Different chloride electrochemical gradients across the plasma membrane in subcellular compartments of rat cerebellum granules.

The effects of GABA on intracellular Ca2+ have been studied in neonatal rat cerebellum granule cells (CGC) in culture by Oregon Green and two-photon excitation fluorescence microscopy. This technique allowed the study of [Ca2+]i both in cell bodies and neurites. Working with a perfusion chloride concentration corresponding to the average extracellular level, we found that GABA induced an increase in [Ca2+]i in the cell bodies in many of the cells studied with a maximum at day 4 in vitro. This effect disappeared after day 6. However, no increase in [Ca2+]i was ever found in neurites at standard [Cl-]e. On the other hand, an increase of [Ca2+]i was found also in neurites when [Cl-]e was close to zero. The [Ca2+]i increases were blocked by both bicuculline methiodide and nimodipine. The results indicate the presence of an outward directed electrochemical gradient for chloride in the cell bodies which results in depolarization by GABA via GABA(A) receptor activation.

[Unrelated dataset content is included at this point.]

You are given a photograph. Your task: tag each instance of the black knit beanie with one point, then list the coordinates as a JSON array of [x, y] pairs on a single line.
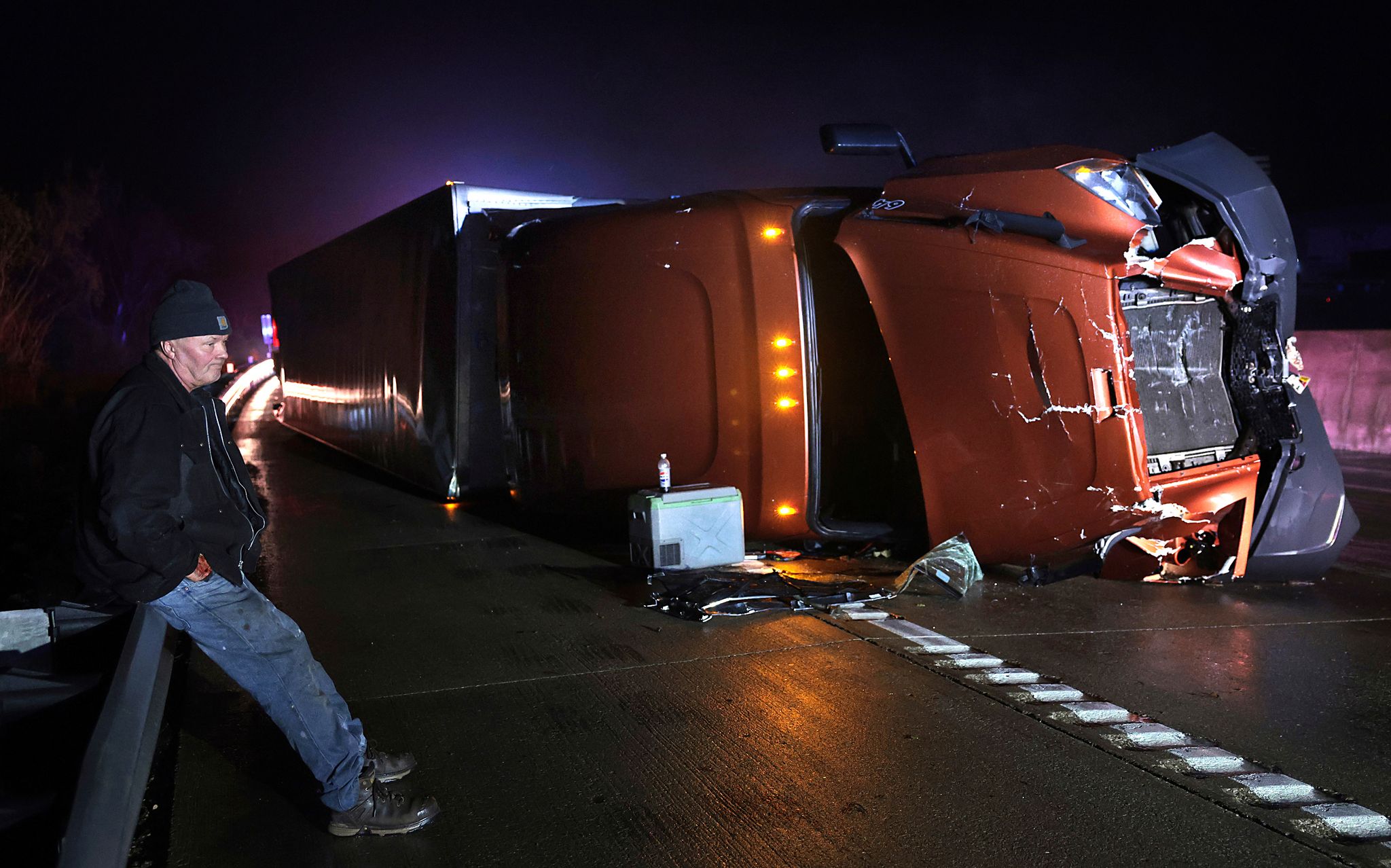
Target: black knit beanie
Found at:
[[187, 310]]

Calcium ion influx ensues due to activation of voltage-gated calcium channels (VGCC). This phenomenon may mediate the well-known trophic effect of GABA on these cells at this developmental stage, via an action of [Ca2+]i on the transcriptional activity of the nucleus. No calcium accumulation takes place in neurites due to either no or a reverse (hyperpolarizing) electrochemical gradient for chloride ions. Such a circumstance in later developmental stages may be of importance for the phasic component of GABA-mediated inhibition.